Ad Auschwitz, per non dimenticare
Oltre duecento italiani ad Auschwitz che sfidano il freddo e la pioggia gelida. Sono studenti e docenti guidati dal presidente del Senato Pietro Grasso e dal ministro dell’Istruzione Maria Chiara Carrozza. Qui tra le baracche, fili spinati e quel che resta delle camere a gas e dei forni crematori che sterminarono circa un milione di ebrei e non solo, hanno ricordato la Shoah. Il «Viaggio della memoria» fa parte di un progetto educativo. Ogni anno arrivano in questo angolo della Polonia oltre 70mila italiani soprattutto studenti per ricordare quella tragedia e quella follia collettiva. Lo stesso presidente Grasso ha affermato che «è un privilegio essere qui» e che la sua responsabilità è continuare a combattere il negazionismo.
Di grande effetto l’incontro con i superstiti di questo campo di sterminio. Tra questi le due sorelle Bucci. «Io e mia sorella ci siamo salvate grazie alla solidarietà di una responsabile del blocco; nostro cugino invece non ha avuto fortuna. È stato portato in Germania per gli esperimenti del dottor Mengele. Andra Bucci aveva sei anni quando arrivò qui. La sorella Tatiana soltanto quattro. Sami Modiano invece era più grande, aveva tredici anni. Sono i tre sopravvissuti che hanno guidato questa comitiva ad Auschwitz e Birkenau. Anche per il ministro Carrozza questo progetto ha una sua validità, un valore importante. Tanto che nella sinagoga di Cracovia ha firmato una circolare in vista della «Giornata della memoria» di lunedì 27 gennaio.

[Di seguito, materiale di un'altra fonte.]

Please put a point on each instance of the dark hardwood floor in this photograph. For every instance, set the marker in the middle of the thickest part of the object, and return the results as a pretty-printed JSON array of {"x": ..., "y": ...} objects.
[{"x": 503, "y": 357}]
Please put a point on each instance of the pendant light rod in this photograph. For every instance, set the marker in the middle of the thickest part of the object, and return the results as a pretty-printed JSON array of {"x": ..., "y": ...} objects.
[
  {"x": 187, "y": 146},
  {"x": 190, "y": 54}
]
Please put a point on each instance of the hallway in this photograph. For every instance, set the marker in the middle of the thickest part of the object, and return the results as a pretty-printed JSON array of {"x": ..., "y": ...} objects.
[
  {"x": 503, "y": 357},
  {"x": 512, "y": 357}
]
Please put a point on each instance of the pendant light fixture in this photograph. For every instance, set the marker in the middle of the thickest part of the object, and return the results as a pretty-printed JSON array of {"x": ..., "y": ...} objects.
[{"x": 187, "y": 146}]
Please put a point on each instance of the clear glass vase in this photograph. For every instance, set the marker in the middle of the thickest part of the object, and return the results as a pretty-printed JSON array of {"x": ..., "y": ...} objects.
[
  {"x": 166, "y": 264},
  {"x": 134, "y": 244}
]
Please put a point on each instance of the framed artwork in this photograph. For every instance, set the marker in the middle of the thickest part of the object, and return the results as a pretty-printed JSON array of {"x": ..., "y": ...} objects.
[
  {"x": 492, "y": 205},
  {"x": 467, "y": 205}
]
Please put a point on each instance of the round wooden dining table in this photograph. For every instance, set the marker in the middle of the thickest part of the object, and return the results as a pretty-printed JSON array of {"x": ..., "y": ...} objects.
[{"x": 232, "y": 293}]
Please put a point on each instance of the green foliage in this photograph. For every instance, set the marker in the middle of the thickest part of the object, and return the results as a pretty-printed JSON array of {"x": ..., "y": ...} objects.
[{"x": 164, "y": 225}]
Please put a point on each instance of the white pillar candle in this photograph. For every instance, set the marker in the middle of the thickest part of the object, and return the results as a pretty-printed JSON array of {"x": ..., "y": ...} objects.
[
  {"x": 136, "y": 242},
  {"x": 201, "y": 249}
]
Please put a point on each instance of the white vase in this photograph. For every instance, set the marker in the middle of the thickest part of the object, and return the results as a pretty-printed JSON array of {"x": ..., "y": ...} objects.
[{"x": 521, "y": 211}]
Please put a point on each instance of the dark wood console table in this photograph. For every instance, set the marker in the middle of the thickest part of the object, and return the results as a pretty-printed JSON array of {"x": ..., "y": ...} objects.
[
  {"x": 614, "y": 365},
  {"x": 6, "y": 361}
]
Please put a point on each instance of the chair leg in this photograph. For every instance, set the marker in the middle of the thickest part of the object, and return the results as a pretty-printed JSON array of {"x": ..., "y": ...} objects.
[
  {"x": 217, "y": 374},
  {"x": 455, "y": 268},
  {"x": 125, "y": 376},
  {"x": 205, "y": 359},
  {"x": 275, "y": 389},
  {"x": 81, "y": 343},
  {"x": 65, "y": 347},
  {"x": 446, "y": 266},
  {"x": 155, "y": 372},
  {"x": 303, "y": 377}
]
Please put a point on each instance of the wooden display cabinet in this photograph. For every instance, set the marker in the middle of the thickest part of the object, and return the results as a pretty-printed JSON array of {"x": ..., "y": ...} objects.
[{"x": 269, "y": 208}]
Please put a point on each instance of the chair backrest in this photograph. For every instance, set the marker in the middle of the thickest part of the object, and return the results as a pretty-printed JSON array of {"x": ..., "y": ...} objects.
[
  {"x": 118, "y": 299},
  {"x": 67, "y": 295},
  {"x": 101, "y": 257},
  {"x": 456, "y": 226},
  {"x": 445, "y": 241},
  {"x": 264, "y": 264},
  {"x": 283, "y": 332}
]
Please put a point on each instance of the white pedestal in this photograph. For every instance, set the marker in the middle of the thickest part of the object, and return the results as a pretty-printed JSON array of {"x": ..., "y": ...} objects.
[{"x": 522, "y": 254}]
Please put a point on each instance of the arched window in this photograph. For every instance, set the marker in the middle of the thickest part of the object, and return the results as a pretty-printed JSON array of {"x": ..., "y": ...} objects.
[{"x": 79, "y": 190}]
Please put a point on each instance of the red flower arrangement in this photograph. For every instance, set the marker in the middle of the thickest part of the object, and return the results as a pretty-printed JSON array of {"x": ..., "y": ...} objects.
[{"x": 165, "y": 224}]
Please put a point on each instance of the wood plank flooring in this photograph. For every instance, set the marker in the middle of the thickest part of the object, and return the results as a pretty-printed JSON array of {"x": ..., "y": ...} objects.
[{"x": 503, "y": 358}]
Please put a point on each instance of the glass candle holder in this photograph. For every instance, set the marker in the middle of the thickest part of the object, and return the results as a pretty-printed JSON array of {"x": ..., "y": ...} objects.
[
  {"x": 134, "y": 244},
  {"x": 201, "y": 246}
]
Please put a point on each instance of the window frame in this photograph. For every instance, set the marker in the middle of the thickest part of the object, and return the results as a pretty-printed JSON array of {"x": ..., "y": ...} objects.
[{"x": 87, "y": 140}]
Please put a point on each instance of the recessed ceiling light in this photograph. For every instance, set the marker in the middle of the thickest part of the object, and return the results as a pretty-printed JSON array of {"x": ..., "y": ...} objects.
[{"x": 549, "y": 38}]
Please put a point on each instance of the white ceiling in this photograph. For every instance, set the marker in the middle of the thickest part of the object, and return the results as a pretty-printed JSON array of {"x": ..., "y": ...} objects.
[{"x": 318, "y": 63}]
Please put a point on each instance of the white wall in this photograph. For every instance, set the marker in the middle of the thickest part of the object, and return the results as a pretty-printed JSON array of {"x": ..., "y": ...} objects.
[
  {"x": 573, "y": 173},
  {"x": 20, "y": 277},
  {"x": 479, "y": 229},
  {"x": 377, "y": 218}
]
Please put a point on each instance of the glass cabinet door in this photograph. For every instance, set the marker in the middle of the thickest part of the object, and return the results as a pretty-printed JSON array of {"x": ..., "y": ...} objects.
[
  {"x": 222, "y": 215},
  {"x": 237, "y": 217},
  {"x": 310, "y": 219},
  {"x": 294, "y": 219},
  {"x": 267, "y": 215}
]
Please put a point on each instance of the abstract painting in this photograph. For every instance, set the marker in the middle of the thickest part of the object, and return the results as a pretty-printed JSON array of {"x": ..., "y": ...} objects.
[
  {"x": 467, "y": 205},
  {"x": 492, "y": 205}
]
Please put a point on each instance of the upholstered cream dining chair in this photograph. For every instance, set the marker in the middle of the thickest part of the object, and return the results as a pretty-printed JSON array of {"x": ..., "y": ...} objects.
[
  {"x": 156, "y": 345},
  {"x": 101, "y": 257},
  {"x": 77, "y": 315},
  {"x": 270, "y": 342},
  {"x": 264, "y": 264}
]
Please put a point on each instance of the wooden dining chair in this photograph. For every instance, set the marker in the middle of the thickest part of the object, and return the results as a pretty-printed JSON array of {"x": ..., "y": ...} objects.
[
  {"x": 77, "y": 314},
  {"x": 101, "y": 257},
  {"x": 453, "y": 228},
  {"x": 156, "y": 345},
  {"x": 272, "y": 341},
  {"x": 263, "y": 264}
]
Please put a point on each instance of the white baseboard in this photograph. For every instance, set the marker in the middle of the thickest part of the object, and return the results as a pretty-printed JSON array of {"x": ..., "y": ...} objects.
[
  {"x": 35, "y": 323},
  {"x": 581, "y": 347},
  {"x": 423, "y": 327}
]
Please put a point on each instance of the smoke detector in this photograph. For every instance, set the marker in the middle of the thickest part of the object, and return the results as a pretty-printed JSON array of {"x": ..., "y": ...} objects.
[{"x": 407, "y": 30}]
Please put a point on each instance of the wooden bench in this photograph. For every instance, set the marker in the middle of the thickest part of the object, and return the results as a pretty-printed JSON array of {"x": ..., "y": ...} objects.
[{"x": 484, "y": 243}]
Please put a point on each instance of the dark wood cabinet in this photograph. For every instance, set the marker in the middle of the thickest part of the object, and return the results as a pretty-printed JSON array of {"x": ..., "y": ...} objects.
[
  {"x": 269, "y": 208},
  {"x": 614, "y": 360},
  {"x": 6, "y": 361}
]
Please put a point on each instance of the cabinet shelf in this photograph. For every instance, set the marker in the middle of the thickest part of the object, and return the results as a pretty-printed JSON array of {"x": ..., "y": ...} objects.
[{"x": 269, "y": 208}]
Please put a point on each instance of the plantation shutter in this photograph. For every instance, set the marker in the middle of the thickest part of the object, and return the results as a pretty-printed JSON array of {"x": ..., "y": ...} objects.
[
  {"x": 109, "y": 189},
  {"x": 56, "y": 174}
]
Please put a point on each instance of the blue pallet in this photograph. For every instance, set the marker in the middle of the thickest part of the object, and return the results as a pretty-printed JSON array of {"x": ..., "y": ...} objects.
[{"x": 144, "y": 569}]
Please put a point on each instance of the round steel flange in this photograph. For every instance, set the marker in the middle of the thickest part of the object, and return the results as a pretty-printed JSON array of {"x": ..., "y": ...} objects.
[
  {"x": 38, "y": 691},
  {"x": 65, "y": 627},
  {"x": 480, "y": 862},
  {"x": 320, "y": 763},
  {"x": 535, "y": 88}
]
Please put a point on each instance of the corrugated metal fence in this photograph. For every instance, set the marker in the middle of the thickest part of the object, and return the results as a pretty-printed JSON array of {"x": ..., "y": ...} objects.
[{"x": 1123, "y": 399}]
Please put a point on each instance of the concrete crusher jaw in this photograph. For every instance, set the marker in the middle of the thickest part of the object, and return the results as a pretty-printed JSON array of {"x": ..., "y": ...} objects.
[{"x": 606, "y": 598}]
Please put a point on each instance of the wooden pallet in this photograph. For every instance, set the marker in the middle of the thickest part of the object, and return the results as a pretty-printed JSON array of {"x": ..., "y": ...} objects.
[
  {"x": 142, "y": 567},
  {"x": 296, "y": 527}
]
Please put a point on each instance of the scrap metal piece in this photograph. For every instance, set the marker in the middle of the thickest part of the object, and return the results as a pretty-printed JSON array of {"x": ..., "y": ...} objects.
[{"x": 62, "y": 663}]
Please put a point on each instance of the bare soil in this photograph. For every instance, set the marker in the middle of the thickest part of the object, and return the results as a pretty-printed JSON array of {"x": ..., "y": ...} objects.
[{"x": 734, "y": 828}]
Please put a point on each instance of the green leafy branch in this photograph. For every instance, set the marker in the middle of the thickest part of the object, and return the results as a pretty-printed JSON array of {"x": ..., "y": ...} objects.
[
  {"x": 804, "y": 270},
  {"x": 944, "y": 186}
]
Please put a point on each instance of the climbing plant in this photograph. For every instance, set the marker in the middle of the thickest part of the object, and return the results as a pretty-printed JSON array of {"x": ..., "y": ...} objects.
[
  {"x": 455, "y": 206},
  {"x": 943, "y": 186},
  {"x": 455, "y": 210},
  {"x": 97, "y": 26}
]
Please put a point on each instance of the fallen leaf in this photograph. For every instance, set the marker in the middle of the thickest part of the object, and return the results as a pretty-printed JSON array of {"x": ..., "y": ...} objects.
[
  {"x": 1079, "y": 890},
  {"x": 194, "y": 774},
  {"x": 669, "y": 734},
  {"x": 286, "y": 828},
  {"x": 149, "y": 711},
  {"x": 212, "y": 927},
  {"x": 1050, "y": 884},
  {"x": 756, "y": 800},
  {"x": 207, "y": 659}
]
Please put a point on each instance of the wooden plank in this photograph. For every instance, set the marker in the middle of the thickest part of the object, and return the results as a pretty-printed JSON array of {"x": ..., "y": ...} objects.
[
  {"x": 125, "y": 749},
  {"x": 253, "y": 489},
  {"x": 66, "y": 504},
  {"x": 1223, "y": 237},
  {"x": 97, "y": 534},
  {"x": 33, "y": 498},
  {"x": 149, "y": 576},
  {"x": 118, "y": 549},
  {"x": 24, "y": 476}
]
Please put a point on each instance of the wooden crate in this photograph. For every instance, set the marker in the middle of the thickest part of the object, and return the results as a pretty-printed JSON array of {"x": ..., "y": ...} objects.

Molto toccanti i ricordi dei sopravvissuti. Le due “bambine” – come le chiama ancora Marcello Pezzetti direttore scientifico della fondazione del Museo della Shoah di Roma – oggi hanno più di settant’anni. Entrare a Birkenau non è facile anche se sono passati tanti anni — racconta ancora Anna — . Quando vedo il filo spinato incomincio a soffrire ma ci torno lo stesso tutti gli anni con gli studenti per ripercorrere i luoghi dell’orrore della mia infanzia. Insieme agli altri ex deportati mostra agli studenti le camere a gas, i crematori, le baracche, il muro delle fucilazioni. Ricorda ancora il giorno della retata quando uomini con lunghi cappotti neri vennero a prenderla a Fiume e la trasferirono con tutta la famiglia a Trieste alla risiera di San Sabba. Il futuro passa da questi studenti e docenti. Qualcuno con le lacrime agli occhi ha sfidato la pioggia e il freddo per continuare a sperare e credere in un avvenire migliore.